A group of 10 plaintiffs filed a federal lawsuit last week challenging a new Montana state law that bans “drag story hours” in the state. In a 39-page filing, the plaintiffs, including local bookseller the Montana Book Company and local author Adria Jawort, say that the new law, known as HB 359, is “a breathtakingly ambiguous and overbroad" law that imposes an “unconstitutional content and viewpoint-based restriction” on free speech.
Filed on July 7 in federal court in Butte, the complaint alleges that the law was "motivated by anti-LGBTQ+ animus,” noting that lawmakers purposefully crafted legislation that seeks to “collapse the distinction between unprotected obscene speech and protected artistic and personal expression” by threatening “teachers, artists, small businesses, and cultural and scientific institutions” with criminal and professional sanctions.
“While proponents of HB 359 purported to support the bill’s unconstitutional limitations on speech to ‘protect’ children, they instead targeted protected forms of expression that made them uncomfortable,” the complaint states. It goes on to claim that the bill’s “confusing” and “draconian” provisions seek to “stifle the expression of individuals who do not conform to conventional gender presentations.”
According to the complaint, the sweeping new law would ban “reading to a child in a library in a superhero costume, conducting classroom activities dressed as Ms. Frizzle, inviting a Disney princess impersonator into the classroom, and staging a production of Shakespeare’s As You Like It.” And unlike the state's existing obscenity statute, “HB 359 does not incorporate the Miller test—the classic definition of obscenity—which safeguards artistic expression, political speech, and science.”
The suit seeks a temporary injunction barring the state from enforcing the law, and a declaration striking the law down as unconstitutional. “HB 359’s restrictions are content and viewpoint-based.

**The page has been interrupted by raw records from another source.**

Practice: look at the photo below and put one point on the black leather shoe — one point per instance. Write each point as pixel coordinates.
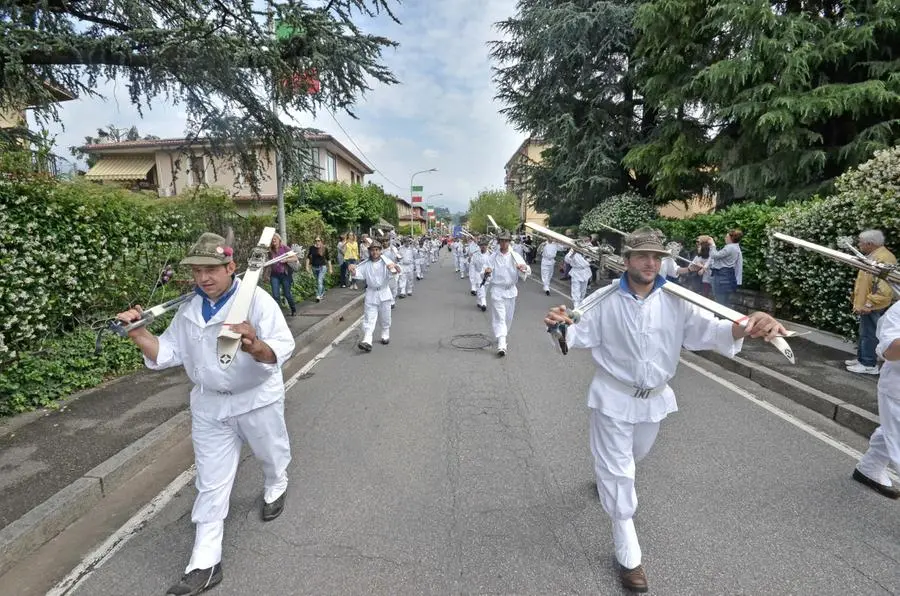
(273, 509)
(888, 491)
(196, 581)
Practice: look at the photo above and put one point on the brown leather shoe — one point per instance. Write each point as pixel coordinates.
(633, 580)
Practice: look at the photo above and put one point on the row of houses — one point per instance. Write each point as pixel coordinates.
(171, 167)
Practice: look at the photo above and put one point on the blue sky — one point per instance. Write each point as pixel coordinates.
(442, 114)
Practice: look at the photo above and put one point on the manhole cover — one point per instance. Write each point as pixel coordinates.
(471, 341)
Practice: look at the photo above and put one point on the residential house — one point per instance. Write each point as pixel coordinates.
(528, 152)
(172, 166)
(409, 215)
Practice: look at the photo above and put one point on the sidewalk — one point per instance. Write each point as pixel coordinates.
(44, 452)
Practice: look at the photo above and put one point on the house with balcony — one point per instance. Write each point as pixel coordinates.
(407, 215)
(170, 167)
(529, 152)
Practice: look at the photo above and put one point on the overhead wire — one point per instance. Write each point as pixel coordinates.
(366, 157)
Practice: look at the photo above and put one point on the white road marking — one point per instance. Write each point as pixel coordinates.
(807, 428)
(308, 366)
(112, 544)
(140, 519)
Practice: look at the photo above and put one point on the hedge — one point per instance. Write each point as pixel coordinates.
(72, 254)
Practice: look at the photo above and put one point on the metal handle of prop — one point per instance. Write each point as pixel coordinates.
(559, 330)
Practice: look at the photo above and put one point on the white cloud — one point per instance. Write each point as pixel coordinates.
(443, 114)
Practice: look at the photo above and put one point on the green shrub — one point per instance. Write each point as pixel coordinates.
(626, 212)
(753, 219)
(813, 289)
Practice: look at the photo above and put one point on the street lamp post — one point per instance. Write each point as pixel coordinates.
(411, 179)
(428, 200)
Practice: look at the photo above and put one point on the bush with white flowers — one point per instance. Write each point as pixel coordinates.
(72, 254)
(811, 288)
(627, 211)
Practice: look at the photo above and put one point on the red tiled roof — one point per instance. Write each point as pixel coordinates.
(185, 142)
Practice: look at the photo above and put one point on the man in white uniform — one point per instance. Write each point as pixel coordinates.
(884, 445)
(477, 275)
(505, 268)
(419, 249)
(548, 262)
(229, 406)
(461, 259)
(407, 269)
(390, 250)
(377, 274)
(635, 336)
(579, 274)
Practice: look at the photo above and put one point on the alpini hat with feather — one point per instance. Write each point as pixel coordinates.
(210, 249)
(645, 240)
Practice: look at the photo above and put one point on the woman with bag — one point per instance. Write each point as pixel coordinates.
(351, 254)
(281, 274)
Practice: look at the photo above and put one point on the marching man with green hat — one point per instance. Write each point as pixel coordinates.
(635, 336)
(505, 268)
(229, 406)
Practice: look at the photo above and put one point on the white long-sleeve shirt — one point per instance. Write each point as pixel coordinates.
(476, 267)
(376, 275)
(505, 273)
(549, 251)
(728, 256)
(888, 332)
(246, 384)
(636, 343)
(581, 269)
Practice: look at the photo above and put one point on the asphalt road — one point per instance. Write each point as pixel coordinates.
(426, 468)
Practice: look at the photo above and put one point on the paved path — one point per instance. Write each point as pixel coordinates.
(423, 468)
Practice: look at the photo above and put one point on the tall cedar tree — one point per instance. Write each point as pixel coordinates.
(770, 98)
(217, 58)
(564, 73)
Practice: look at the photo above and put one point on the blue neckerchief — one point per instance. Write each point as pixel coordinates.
(209, 309)
(623, 285)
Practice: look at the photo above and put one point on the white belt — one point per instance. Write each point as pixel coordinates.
(633, 390)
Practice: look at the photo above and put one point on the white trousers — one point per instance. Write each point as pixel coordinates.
(392, 284)
(371, 312)
(579, 288)
(502, 311)
(884, 445)
(406, 280)
(217, 451)
(547, 266)
(616, 447)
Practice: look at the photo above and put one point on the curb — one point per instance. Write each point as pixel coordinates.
(847, 415)
(42, 523)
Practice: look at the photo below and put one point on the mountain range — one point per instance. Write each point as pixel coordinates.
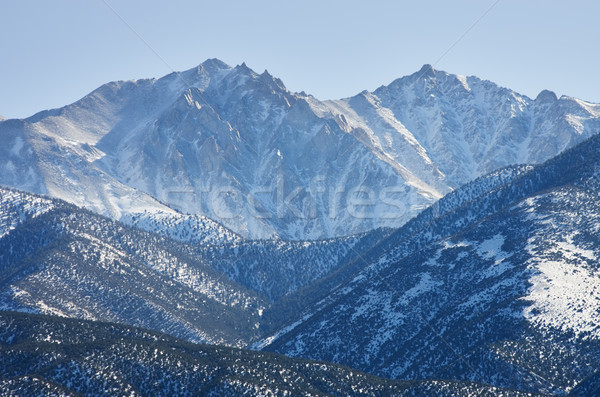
(439, 234)
(239, 148)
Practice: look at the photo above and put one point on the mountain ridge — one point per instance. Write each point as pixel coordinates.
(238, 147)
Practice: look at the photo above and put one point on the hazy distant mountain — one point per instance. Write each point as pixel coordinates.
(56, 258)
(497, 285)
(239, 148)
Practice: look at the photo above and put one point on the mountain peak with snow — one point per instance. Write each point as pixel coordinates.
(240, 148)
(546, 96)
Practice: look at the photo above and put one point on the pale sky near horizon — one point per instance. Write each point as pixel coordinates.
(54, 52)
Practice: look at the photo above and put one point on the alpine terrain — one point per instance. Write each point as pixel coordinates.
(239, 148)
(212, 233)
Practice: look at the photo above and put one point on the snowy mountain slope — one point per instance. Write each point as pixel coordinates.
(468, 127)
(238, 147)
(502, 290)
(16, 207)
(213, 288)
(73, 263)
(44, 355)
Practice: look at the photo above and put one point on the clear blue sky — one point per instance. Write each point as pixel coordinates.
(54, 52)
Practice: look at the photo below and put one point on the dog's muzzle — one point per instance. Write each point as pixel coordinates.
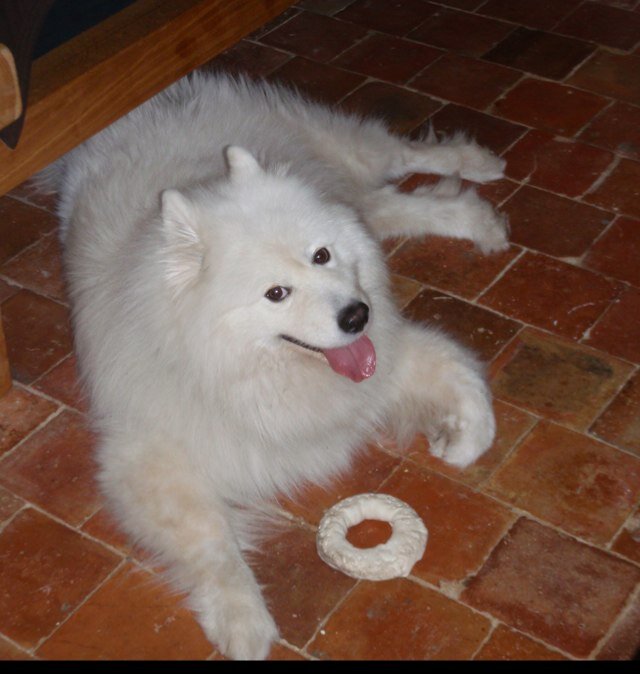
(353, 317)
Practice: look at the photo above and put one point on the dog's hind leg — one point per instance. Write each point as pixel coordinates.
(165, 507)
(441, 210)
(452, 156)
(440, 391)
(369, 157)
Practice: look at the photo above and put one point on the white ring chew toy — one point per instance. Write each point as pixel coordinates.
(392, 559)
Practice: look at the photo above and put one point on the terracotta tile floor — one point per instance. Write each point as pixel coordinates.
(534, 552)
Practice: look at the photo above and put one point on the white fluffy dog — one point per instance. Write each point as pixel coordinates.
(234, 322)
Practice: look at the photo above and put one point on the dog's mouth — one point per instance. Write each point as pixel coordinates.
(356, 360)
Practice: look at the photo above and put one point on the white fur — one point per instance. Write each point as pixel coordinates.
(176, 221)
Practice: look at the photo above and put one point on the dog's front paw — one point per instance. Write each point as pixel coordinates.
(241, 629)
(459, 439)
(480, 165)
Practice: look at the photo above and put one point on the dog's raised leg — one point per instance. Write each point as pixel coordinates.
(441, 210)
(452, 156)
(163, 505)
(441, 392)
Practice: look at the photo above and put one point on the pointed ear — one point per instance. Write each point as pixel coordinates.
(184, 249)
(241, 162)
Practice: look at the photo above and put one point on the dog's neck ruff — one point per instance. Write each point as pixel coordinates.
(356, 360)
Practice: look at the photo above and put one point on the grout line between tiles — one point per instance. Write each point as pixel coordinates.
(499, 276)
(634, 596)
(633, 515)
(32, 432)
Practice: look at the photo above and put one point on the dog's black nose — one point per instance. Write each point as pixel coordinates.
(354, 317)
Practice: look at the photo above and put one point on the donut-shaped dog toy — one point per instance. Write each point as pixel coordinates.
(392, 559)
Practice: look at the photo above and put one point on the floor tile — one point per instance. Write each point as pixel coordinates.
(54, 468)
(368, 472)
(20, 413)
(394, 16)
(62, 383)
(277, 21)
(299, 587)
(484, 332)
(9, 505)
(7, 290)
(21, 225)
(551, 294)
(39, 268)
(463, 525)
(461, 32)
(542, 14)
(387, 58)
(10, 652)
(619, 424)
(556, 164)
(624, 642)
(468, 5)
(556, 379)
(618, 129)
(618, 331)
(549, 106)
(507, 644)
(627, 542)
(610, 74)
(38, 334)
(131, 617)
(315, 36)
(404, 290)
(534, 216)
(607, 25)
(46, 571)
(280, 652)
(451, 265)
(465, 80)
(402, 110)
(552, 587)
(512, 424)
(103, 526)
(248, 58)
(620, 191)
(545, 54)
(492, 132)
(328, 7)
(372, 625)
(567, 479)
(319, 81)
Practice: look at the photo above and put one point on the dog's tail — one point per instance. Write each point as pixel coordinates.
(50, 178)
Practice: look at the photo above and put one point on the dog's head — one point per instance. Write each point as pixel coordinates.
(263, 260)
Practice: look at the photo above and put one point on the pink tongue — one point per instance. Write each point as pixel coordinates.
(356, 361)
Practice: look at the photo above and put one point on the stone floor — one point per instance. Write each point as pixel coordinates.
(534, 552)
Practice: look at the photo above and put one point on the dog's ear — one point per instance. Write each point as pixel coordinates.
(241, 163)
(183, 250)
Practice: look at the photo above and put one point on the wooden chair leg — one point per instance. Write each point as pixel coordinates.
(5, 372)
(10, 100)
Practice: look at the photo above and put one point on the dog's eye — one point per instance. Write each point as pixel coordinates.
(321, 256)
(277, 293)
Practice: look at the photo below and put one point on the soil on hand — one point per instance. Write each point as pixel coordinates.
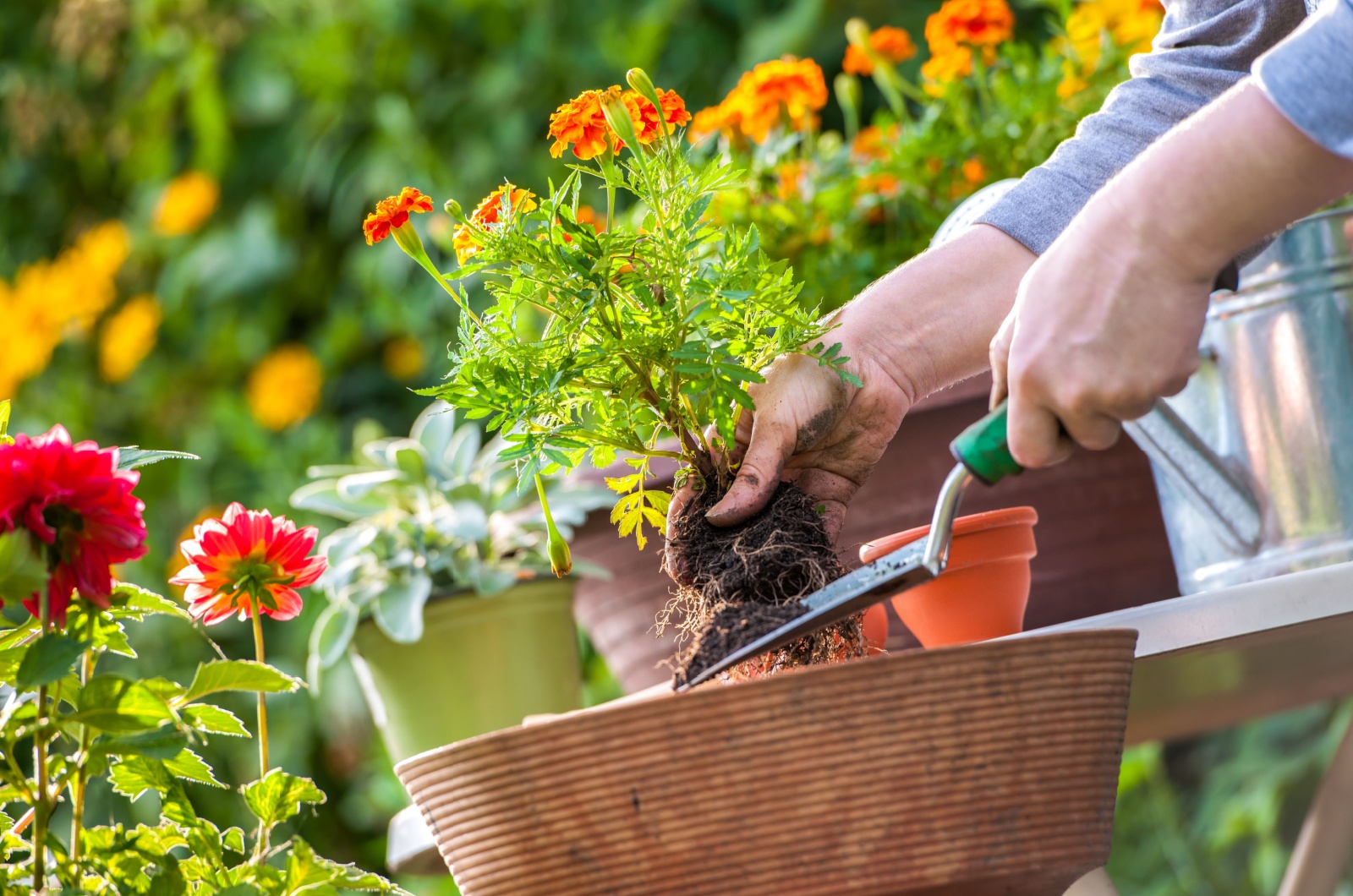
(748, 581)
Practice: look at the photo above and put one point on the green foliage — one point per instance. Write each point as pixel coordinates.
(140, 735)
(436, 512)
(649, 332)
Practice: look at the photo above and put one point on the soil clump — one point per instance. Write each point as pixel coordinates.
(746, 581)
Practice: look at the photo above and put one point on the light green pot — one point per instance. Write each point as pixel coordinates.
(484, 664)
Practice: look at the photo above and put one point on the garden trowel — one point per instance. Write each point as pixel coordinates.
(983, 454)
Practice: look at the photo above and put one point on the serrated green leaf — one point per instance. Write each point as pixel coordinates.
(130, 458)
(237, 675)
(214, 719)
(279, 796)
(115, 704)
(157, 743)
(189, 767)
(47, 659)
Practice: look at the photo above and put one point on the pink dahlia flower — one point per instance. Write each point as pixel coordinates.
(76, 501)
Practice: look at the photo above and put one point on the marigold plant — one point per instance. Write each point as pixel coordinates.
(627, 340)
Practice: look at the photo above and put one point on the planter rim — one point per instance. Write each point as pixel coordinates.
(964, 526)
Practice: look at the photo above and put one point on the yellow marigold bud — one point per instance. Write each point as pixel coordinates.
(128, 337)
(403, 358)
(186, 203)
(284, 386)
(857, 31)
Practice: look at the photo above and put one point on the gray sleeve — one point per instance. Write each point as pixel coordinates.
(1203, 49)
(1309, 78)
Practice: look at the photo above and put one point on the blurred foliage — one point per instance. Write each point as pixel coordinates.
(302, 114)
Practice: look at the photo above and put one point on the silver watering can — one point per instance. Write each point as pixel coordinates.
(1253, 461)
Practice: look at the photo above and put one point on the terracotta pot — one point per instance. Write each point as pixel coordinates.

Thus it is ‘presumptively unconstitutional’ and subject to strict scrutiny,” the complaint states. “The government has no compelling interest in protecting children from drag story hours and/or drag performers.”
Montana governor Greg Gianforte signed the HB 359 into law on May 22. And in June, Jawort, now a plaintiff in the suit, had a scheduled talk at the Butte-Silver Bow Public Library canceled, with library officials citing the new law. Jawort is seeking damages.
The Montana law is one of a number of such anti-LGBTQ+ laws that emerged in state legislatures in 2023, which are now being challenged in court. Last month, a Trump-appointed judge blocked Tennessee's drag ban from taking effect, holding that the law is "overly broad and violated the First Amendment."